Most spreadsheets begin with a moment. A holiday budget. A wedding guest list. A shared grocery plan. A calorie tracker you meant to keep “for just a few weeks.” They’re created to answer a specific question or organize a short stretch of life, then we move on.

The spreadsheet does not.

What we treat as a temporary scratchpad becomes something closer to a permanent archive — and a liability. Private information remains stored and accessible long after its original purpose has faded, gifting your personal records to platforms and AI systems that are designed to squeeze data for profit.

Proton surveyed 1,000 adults across the US, UK, Germany, and France to find out how people use spreadsheets. We asked how often they use spreadsheets, what kinds of personal information they store, how they share files, whether they still have access to old spreadsheets, and what they believe spreadsheet providers can see or do with their data.

The findings reveal the deeply intimate information that people put into spreadsheets and people’s worries about how Big Tech might retain access to that data indefinitely.

Spreadsheets are frightening identity maps

Chart showing how French, German, US and UK respondents use spreadsheets for budgeting, meal planning, trip planning, household projects, tracking passwords and more.

For most of us, spreadsheets are where everyday life gets organized. 

Across countries, 71–77% of people use spreadsheets for budgeting and personal finance. In the US, nearly half (47%) track subscription or login-related information. In Germany , spreadsheets have become the primary tools for managing household projects (49%).

Taken together, this data can be analyzed to build an increasingly detailed picture of a person’s habits, finances, routines, relationships, and priorities. What began as life admin is suddenly used to personalize products, target advertising, or train AI systems. 

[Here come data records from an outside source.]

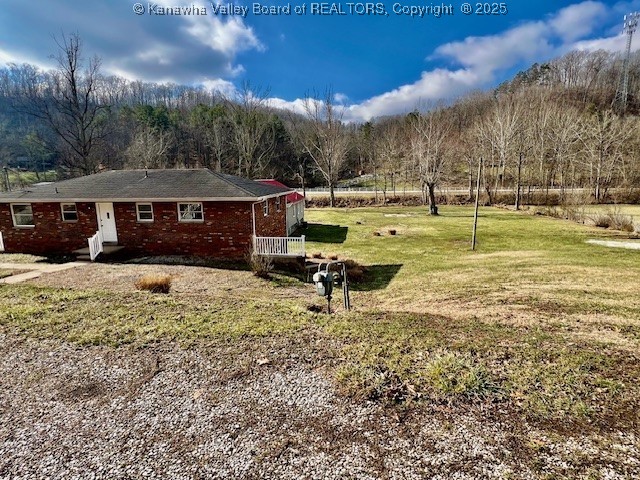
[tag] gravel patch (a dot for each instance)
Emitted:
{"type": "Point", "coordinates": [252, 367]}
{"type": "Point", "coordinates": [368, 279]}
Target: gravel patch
{"type": "Point", "coordinates": [222, 412]}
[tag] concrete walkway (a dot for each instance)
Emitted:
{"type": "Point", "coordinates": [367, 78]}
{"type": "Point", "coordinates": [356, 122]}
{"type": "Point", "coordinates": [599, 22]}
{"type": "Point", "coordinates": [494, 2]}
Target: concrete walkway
{"type": "Point", "coordinates": [34, 270]}
{"type": "Point", "coordinates": [615, 244]}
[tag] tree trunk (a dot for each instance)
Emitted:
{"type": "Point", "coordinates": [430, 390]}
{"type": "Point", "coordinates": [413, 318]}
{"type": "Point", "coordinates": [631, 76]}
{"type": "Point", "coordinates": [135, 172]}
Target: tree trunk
{"type": "Point", "coordinates": [518, 183]}
{"type": "Point", "coordinates": [433, 208]}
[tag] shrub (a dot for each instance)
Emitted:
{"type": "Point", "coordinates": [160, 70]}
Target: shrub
{"type": "Point", "coordinates": [601, 220]}
{"type": "Point", "coordinates": [622, 222]}
{"type": "Point", "coordinates": [451, 374]}
{"type": "Point", "coordinates": [154, 283]}
{"type": "Point", "coordinates": [613, 219]}
{"type": "Point", "coordinates": [261, 265]}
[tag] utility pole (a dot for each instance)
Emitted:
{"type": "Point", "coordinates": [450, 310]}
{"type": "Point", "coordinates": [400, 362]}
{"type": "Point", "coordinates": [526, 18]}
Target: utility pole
{"type": "Point", "coordinates": [619, 104]}
{"type": "Point", "coordinates": [475, 213]}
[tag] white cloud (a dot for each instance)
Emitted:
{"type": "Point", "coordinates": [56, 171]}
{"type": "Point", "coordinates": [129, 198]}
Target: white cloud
{"type": "Point", "coordinates": [226, 88]}
{"type": "Point", "coordinates": [340, 98]}
{"type": "Point", "coordinates": [577, 21]}
{"type": "Point", "coordinates": [481, 59]}
{"type": "Point", "coordinates": [432, 86]}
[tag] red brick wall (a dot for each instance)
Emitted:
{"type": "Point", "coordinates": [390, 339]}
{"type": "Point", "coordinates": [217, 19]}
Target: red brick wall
{"type": "Point", "coordinates": [50, 235]}
{"type": "Point", "coordinates": [225, 233]}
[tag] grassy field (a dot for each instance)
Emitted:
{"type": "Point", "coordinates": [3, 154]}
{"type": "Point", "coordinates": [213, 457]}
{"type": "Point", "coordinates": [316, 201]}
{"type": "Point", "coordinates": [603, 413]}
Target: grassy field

When spreadsheets become permanent archives

Worse still, our research shows spreadsheets often outlive the moments they were created for, and are frequently shared more widely than people realize. Links sent to ex-partners, former flatmates, or old travel groups continue to work long after the relationship or project has ended.

In the US, over two-thirds of respondents said they still have access to spreadsheets or shared documents they no longer need. And in France, nearly one in four people said they use “anyone with the link can view” when sharing spreadsheets, meaning access will persist even when you no longer remember who has the link.

Oversharing is not a series of isolated mistakes, but a pattern of everyday behavior. Spreadsheets are created quickly, and forgotten slowly. A short-term health log shouldn’t become permanent history.

  • In the US, 67% of respondents said they still have access to spreadsheets or shared documents they no longer need.
  • 24% of French respondents said they use “anyone with the link can view” when sharing spreadsheets.

The convenience of account blur

Even when links are shared with caution, spreadsheets can escape their original context. We create and open files wherever it feels easiest at the time: a personal budget on a work laptop, or a shopping list in your employer’s Google account.

Chart showing how people in the US and UK open work spreadsheets on their personal accounts and vice versa.

When boundaries blur this way, spreadsheets are no longer clearly tied to a single account or context. Files move between devices and logins, and people lose track of what data is out there, and who (or what machine learning algorithms) can access it freely.

Big Tech and AI privacy concerns

Chart showing that respondents believe Big Tech uses spreadsheet data for ad targeting, AI training and data sharing.

People are not certain about what happens to their data behind the scenes, according to our research.

Across countries, respondents believe their spreadsheet data may be used for:

  • Ad targeting or profiling (39–42%)
  • Training AI systems (27–40%)
  • Automated content scanning (25–38%)

These concerns exist because they’re real. On most Big Tech platforms, like Google and Microsoft, your spreadsheets are actively scanned. The same services that help you search, sort, and share files can also read what is inside them. Because the sheets are not end-to-end encrypted, these companies retain keys to unlock the contents and could even share them with third parties.

Information you once wrote down for yourself can continue to be analyzed long after you have stopped thinking about it. When personal spreadsheets live across multiple apps and accounts, it becomes harder to know who can see your data, how it is used, and just how long it will remain part of someone else’s systems.

What a better standard looks like

Spreadsheets are dense data sets and leave vast residue behind. A better standard means your spreadsheets should not quietly become long-term inputs for profiling, advertising, or AI systems. Personal data should always be under your control.

That is why we built Proton Sheets.

  • End-to-end encryption: We cannot read your information or use it to train AI.
  • User-controlled encryption keys: Only authorized collaborators can access content.
  • Secure collaboration: Owners retain a clear view of who can view or edit a spreadsheet.
  • Familiar tools: Enjoy the same collaborative, productive experience you’re used to with real-time editing, formats, and formulas.

With Proton Sheets, the data inside your spreadsheet is treated as your private asset. We store and sync it, but we cannot read it. Your budgets, plans, health logs, and shared lists stay visible only to the people you choose, not to the platform itself.

You still get real-time collaboration, familiar spreadsheet features, and easy sharing. What changes is who can’t see your data.